Kyle Arrington's NFL-leading seven interceptions certainly help make the case for the Patriots' CB becoming an elite corner in the NFL, but it's really his consistent effort and impact on the field that begins to separate him.
Kansas City quarterback Tyler Palko dropped back in the pocket midway through the second quarter on Monday night and immediately locked onto receiver Steve Breaston running a post route on the outside. But, just as Breaston prepared to receive the pass, New England Patriots cornerback Kyle Arrington was ready to defend it.
Arrington's head snapped around instantly, as if someone were trying to get his attention, and the corner pressed towards the cutting receiver.
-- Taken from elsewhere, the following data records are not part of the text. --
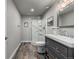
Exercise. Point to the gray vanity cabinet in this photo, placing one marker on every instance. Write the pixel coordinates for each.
(56, 50)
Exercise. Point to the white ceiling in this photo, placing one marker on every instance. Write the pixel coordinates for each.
(39, 6)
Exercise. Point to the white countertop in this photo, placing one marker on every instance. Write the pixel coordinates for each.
(67, 41)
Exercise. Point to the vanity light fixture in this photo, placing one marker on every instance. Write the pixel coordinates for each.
(63, 4)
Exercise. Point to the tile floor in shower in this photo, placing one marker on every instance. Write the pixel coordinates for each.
(28, 51)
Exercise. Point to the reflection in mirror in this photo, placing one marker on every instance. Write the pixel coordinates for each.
(50, 21)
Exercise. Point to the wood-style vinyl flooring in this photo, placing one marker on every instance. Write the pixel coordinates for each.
(28, 51)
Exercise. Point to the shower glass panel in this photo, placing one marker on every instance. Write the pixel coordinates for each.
(37, 31)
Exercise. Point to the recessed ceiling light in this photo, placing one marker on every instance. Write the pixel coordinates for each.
(32, 10)
(47, 7)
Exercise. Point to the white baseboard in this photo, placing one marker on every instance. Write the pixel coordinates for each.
(14, 52)
(26, 41)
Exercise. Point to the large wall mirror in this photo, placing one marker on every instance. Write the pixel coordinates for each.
(65, 18)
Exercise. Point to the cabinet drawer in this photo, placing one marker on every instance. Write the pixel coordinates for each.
(54, 53)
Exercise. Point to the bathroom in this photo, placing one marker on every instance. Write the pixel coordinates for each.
(37, 29)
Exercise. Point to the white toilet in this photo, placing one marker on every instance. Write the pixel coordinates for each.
(40, 46)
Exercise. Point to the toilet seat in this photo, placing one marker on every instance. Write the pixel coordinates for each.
(39, 43)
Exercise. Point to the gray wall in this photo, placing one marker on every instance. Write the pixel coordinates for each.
(31, 33)
(51, 12)
(13, 30)
(67, 19)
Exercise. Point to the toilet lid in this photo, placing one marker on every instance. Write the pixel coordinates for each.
(40, 43)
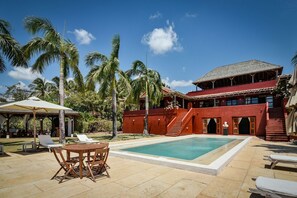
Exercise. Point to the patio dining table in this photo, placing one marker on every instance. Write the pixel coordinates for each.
(81, 149)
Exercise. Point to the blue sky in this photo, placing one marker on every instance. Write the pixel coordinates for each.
(182, 40)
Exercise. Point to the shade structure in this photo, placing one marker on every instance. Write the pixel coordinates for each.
(35, 105)
(292, 105)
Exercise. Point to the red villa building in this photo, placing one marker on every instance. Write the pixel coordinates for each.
(240, 94)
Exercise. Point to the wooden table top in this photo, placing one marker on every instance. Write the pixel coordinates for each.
(83, 147)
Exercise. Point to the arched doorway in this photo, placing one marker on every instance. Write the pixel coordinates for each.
(212, 126)
(244, 126)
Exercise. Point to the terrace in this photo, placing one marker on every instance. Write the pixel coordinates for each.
(28, 174)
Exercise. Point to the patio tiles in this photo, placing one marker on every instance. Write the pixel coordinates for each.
(136, 179)
(150, 188)
(239, 164)
(63, 190)
(221, 187)
(106, 191)
(22, 190)
(29, 175)
(173, 176)
(235, 174)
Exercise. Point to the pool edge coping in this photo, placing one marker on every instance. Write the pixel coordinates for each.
(213, 168)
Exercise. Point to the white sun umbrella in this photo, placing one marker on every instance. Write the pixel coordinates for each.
(36, 105)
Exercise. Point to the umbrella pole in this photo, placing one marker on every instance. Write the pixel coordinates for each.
(34, 124)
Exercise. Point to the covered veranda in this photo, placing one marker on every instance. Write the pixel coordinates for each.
(9, 131)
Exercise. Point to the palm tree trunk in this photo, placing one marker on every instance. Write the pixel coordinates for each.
(114, 113)
(61, 112)
(145, 130)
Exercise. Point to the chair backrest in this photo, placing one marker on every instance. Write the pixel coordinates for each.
(82, 137)
(45, 139)
(101, 155)
(106, 144)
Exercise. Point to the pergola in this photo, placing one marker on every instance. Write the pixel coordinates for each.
(8, 114)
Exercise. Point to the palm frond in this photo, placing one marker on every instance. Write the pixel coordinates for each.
(35, 25)
(43, 60)
(12, 50)
(2, 65)
(94, 57)
(36, 46)
(294, 59)
(4, 27)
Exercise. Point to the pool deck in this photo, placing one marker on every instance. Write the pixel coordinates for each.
(28, 175)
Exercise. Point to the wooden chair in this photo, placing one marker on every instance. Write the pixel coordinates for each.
(97, 165)
(67, 165)
(106, 145)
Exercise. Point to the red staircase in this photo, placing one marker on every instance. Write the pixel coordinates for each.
(276, 128)
(175, 130)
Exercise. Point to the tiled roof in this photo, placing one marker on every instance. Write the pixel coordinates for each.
(259, 87)
(237, 69)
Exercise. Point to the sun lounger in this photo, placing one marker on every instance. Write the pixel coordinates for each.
(82, 138)
(47, 142)
(274, 159)
(275, 188)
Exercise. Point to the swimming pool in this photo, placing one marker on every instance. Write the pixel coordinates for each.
(211, 162)
(186, 149)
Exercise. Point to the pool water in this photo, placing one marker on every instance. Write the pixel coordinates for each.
(186, 149)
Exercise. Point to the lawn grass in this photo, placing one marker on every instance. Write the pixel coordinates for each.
(15, 144)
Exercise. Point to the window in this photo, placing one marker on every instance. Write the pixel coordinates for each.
(255, 100)
(269, 99)
(248, 100)
(232, 102)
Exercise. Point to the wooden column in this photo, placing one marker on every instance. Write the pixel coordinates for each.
(253, 78)
(213, 82)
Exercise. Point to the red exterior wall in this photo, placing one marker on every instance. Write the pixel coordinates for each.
(226, 114)
(133, 121)
(159, 119)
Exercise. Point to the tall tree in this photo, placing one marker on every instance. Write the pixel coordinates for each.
(9, 48)
(17, 92)
(294, 59)
(52, 47)
(107, 73)
(145, 81)
(42, 89)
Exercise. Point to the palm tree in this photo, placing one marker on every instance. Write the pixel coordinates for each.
(50, 48)
(41, 88)
(294, 59)
(9, 48)
(106, 73)
(148, 81)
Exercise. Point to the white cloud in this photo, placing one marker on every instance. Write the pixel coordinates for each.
(155, 16)
(22, 85)
(82, 36)
(69, 79)
(190, 15)
(162, 40)
(177, 83)
(20, 73)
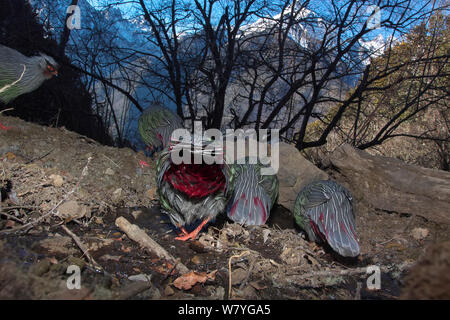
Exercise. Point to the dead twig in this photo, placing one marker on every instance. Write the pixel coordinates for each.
(52, 211)
(140, 236)
(40, 157)
(230, 294)
(83, 248)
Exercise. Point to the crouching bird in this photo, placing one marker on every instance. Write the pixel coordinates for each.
(20, 74)
(324, 209)
(156, 125)
(254, 194)
(190, 191)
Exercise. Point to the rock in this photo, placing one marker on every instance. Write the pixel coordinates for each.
(197, 260)
(430, 277)
(57, 180)
(136, 214)
(238, 275)
(151, 193)
(72, 210)
(140, 277)
(392, 185)
(117, 195)
(58, 245)
(168, 291)
(109, 172)
(294, 173)
(420, 233)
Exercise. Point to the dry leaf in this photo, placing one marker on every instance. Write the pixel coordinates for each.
(188, 280)
(420, 233)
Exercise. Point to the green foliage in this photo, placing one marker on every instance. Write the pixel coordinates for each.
(61, 101)
(406, 99)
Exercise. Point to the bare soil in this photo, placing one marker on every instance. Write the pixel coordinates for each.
(52, 177)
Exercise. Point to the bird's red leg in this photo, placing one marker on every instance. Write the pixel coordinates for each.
(4, 128)
(194, 233)
(183, 230)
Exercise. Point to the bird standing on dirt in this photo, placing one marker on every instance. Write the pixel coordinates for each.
(189, 191)
(20, 74)
(253, 195)
(324, 209)
(156, 125)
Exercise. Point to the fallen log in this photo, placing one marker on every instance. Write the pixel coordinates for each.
(392, 185)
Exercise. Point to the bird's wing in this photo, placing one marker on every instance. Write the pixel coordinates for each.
(331, 213)
(250, 204)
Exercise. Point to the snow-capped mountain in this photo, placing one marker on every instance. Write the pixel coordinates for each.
(103, 29)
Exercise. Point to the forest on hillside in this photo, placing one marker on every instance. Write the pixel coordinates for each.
(370, 73)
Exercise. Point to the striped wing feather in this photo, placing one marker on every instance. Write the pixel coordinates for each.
(156, 125)
(328, 207)
(253, 195)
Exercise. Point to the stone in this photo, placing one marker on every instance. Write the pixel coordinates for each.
(420, 233)
(109, 172)
(57, 180)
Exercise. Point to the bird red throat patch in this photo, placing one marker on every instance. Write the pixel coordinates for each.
(196, 180)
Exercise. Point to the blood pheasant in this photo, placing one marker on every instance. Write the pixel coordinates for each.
(191, 191)
(324, 209)
(253, 195)
(156, 125)
(20, 74)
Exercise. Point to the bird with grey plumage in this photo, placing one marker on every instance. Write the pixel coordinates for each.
(324, 210)
(254, 194)
(20, 74)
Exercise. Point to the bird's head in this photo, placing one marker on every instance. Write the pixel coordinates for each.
(48, 66)
(192, 169)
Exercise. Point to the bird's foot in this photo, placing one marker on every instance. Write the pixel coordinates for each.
(143, 164)
(4, 128)
(186, 236)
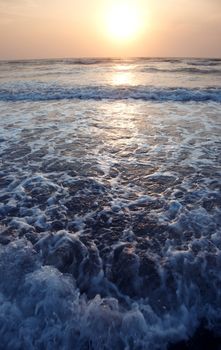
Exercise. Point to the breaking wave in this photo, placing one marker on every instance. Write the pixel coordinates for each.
(46, 92)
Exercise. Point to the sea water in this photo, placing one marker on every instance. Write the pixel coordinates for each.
(110, 203)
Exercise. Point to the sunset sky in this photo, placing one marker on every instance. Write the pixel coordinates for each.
(73, 28)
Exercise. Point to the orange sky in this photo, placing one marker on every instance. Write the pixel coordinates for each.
(71, 28)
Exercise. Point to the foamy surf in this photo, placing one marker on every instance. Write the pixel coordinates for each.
(110, 221)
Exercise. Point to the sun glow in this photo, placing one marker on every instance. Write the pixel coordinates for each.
(123, 21)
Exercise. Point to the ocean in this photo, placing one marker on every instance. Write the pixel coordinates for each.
(110, 204)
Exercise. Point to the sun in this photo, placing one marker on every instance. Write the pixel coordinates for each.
(123, 21)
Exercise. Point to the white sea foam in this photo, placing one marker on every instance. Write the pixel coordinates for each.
(110, 222)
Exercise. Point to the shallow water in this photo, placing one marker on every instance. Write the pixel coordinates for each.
(110, 203)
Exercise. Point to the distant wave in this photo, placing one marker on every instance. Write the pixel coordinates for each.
(190, 70)
(45, 92)
(97, 61)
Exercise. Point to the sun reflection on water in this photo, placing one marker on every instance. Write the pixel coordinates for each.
(123, 75)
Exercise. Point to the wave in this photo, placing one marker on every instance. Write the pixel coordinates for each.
(46, 92)
(191, 70)
(97, 61)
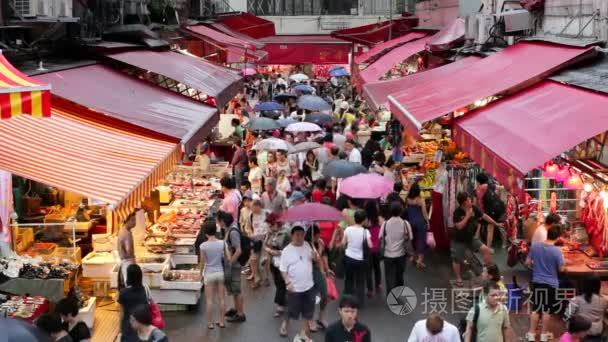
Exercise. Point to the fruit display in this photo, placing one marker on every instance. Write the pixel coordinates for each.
(24, 307)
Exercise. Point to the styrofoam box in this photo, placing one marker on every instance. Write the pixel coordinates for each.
(97, 269)
(87, 314)
(149, 279)
(161, 296)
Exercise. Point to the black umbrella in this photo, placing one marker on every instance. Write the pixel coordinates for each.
(20, 331)
(284, 97)
(343, 169)
(262, 124)
(320, 119)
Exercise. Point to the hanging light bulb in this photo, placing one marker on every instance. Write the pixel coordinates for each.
(550, 170)
(562, 174)
(574, 182)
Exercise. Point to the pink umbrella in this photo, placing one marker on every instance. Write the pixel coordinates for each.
(312, 212)
(366, 185)
(248, 72)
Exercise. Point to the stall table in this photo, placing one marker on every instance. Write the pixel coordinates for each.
(576, 266)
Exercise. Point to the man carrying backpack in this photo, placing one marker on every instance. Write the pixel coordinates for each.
(490, 204)
(237, 243)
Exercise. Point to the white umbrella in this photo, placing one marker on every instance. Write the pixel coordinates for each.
(303, 127)
(273, 144)
(304, 146)
(298, 77)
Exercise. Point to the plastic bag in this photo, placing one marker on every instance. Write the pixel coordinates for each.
(430, 240)
(332, 290)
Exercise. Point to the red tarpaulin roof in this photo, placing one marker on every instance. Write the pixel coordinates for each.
(517, 134)
(388, 45)
(449, 37)
(115, 166)
(306, 49)
(234, 47)
(21, 94)
(211, 79)
(134, 101)
(376, 93)
(513, 68)
(236, 34)
(376, 70)
(223, 38)
(247, 24)
(377, 33)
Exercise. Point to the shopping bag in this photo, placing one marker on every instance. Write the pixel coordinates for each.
(332, 290)
(430, 240)
(157, 317)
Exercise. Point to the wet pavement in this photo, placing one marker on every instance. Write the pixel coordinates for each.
(386, 326)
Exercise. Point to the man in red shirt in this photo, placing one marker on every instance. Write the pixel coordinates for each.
(321, 191)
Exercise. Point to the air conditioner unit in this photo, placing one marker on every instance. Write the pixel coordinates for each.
(63, 8)
(43, 8)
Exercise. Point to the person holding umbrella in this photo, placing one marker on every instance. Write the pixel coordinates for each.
(357, 241)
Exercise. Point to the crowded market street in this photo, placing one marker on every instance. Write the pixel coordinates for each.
(209, 174)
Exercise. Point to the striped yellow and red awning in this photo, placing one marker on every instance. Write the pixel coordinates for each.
(20, 94)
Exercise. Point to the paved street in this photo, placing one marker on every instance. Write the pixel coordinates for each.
(261, 326)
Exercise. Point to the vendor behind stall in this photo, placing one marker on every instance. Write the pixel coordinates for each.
(126, 249)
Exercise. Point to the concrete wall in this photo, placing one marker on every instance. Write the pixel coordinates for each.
(570, 18)
(437, 13)
(320, 24)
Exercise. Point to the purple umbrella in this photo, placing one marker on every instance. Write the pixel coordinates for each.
(366, 185)
(311, 212)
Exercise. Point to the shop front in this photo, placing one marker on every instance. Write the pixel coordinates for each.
(188, 75)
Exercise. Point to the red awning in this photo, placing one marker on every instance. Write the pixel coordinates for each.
(517, 134)
(376, 93)
(237, 55)
(247, 24)
(306, 49)
(513, 68)
(109, 92)
(373, 34)
(449, 37)
(109, 164)
(384, 64)
(210, 79)
(236, 34)
(222, 38)
(21, 94)
(387, 46)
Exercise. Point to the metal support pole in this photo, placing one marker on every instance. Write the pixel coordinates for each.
(390, 23)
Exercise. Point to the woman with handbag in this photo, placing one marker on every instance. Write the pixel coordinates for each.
(395, 239)
(129, 298)
(141, 321)
(357, 240)
(374, 275)
(276, 240)
(418, 217)
(213, 253)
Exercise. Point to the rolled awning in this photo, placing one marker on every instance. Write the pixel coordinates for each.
(376, 93)
(387, 46)
(236, 49)
(449, 37)
(212, 80)
(519, 133)
(68, 152)
(384, 64)
(306, 49)
(111, 93)
(21, 94)
(377, 33)
(513, 68)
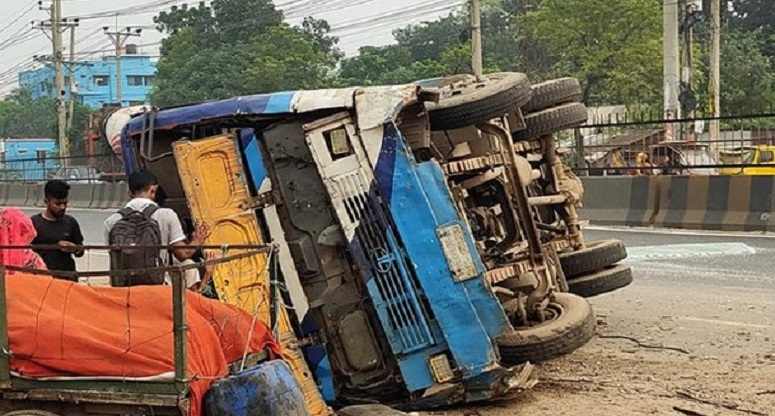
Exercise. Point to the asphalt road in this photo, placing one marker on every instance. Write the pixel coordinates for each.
(744, 261)
(694, 332)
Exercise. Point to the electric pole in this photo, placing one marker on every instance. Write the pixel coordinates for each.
(119, 38)
(671, 64)
(687, 96)
(476, 39)
(57, 26)
(714, 85)
(71, 108)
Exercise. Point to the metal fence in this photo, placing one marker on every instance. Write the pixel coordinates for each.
(623, 144)
(75, 169)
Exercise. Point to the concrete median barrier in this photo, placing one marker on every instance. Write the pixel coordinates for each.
(620, 200)
(37, 194)
(720, 203)
(3, 193)
(104, 195)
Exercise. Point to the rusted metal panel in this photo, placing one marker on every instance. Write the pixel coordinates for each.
(214, 182)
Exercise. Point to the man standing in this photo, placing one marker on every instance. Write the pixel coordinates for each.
(142, 222)
(55, 227)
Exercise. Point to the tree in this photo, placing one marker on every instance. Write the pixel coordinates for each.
(614, 47)
(747, 74)
(24, 116)
(239, 47)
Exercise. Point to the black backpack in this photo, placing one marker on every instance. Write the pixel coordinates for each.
(136, 228)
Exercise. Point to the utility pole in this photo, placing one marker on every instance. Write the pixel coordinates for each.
(687, 96)
(671, 64)
(714, 85)
(476, 39)
(119, 38)
(71, 108)
(57, 26)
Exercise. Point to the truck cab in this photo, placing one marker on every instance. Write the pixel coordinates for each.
(382, 284)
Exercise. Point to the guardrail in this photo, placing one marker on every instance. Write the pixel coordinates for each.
(724, 203)
(103, 195)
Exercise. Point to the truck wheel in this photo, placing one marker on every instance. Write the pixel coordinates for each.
(603, 281)
(596, 256)
(551, 121)
(480, 102)
(551, 93)
(572, 325)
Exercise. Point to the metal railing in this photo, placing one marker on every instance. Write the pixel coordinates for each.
(80, 169)
(624, 144)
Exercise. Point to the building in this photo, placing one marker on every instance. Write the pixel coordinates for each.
(95, 81)
(27, 159)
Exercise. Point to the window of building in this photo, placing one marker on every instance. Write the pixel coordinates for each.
(140, 80)
(101, 80)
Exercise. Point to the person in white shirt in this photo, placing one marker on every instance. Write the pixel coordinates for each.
(143, 186)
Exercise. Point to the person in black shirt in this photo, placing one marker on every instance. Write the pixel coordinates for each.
(54, 226)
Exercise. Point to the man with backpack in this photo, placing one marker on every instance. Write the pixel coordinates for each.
(142, 223)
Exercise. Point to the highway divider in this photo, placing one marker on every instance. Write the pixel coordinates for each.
(103, 195)
(722, 203)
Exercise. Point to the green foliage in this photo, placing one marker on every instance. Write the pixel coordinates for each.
(614, 47)
(24, 116)
(239, 47)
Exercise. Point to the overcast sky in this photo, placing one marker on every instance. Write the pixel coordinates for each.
(355, 22)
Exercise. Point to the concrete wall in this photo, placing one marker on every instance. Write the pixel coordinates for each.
(724, 203)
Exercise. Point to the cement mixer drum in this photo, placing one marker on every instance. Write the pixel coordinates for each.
(114, 123)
The ball sailed a little high, just deflecting off Breaston's fingertips, and Arrington immediately reversed his direction, settling underneath the ball for his NFL leading 6th - and later 7th -- interception of the season.
That sort of instinctual behavior is exactly the kind of play that has seen Arrington rise up the Patriots depth chart faster than Apple stock over the past few years. But at what point does instinct stop being considered a result of luck and start becoming recognized as talent?
That's the exact question that perplexed the Patriots coaching staff since Arrington's rookie season and has quickly become a point of interest for football fans watching the Patriots defense all season.
Now, 10 games into this regular season, the question has shifted a bit. The conversation is no longer whether Arrington has the talent to play in the NFL, but rather if he's an elite cornerback in the league?
After going undrafted out of Hofstra in 2009, Arrington had a long road ahead of him to even make an NFL roster. Luckily for the spry young defender, Bill Belichick was impressed by his ball skills and decided to keep Arrington around.
Clearly, the 25-year-old defensive back has proven Belichick's hunch right thus far and continues to improve what has been widely viewed as a lackluster Patriots defense.
Now, the defensive emergence in recent weeks hasn't been solely due to Arrington's consistent play. The pass rush of Andre Carter (4 sacks vs. NY Jets in Week 10) and Mark Anderson (7 sacks this season) has certainly played a role in the turnaround not to mention the solid play of reserves -- forced into action due to injuries - like Sterling Moore, Tracy White and even wide receiver turned nickel corner Julian Edelman.
It's been a true team effort for New England to turn their porous defense around in recent weeks, but in the same breath no one can deny Arrington's role as a catalyst.
The league-leader in interceptions (7) has been forced into action constantly as a pro, first with the injury to former Pats CB, Leigh Bodden in 2010 and his subsequent release earlier this season. Now, with the injury to Devin McCourty, the team's Pro-Bowl caliber and arguably top cornerback, has forced Arrington into the CB1 spot on the roster.
Yet, even with all the pressure and constant change in role, he has made the most of every opportunity out on the field this season, showing up not only in the right place at the right time but all over the stat sheet as well.
Through Week 11, Arrington is in the top three on the Patriots in tackles (3rd), Interceptions (1st) and Passes Deflected (1st). But, his dominant play can also be seen nationally, as Arrington ranks 16th in the NLF in passes defended (10), eighth in tackles (50) among cornerbacks and of course 1st overall in interceptions with 7.
These stats certainly help make the case for Arrington, at the very least, becoming an elite cornerback in the NFL. But, it's really his consistent effort and impact on the field that begins to separate him.
Arrington's ability to stick coverage, finish tackles and force turnovers has allowed a Patriots D that ranks near the bottom of the league in yards allowed to keep opposing offenses out of the red zone and off the scoreboard. His instincts drive him to the ball and Arrington's skills allow him to not only stick with some of the best receivers in the league but also make the plays that only elite corners can.
The third-year defensive back may not have DeAngelo Hall's speed, Charles Woodson's ball hawking ability or even McCourty's skill set, but he works hard and knows how to utilize his skills to defend top flight receivers.
Analysts and fans may not accept Arrington's emergence as an elite corner because he wasn't a high round draft pick and he doesn't bring the sex appeal of Hall's speed or Deion's swagger, but he is at the least a good cover corner with an opportunistic eye.
And if that doesn't get you put on the Elite Watch List, then we better start rethinking our definition here.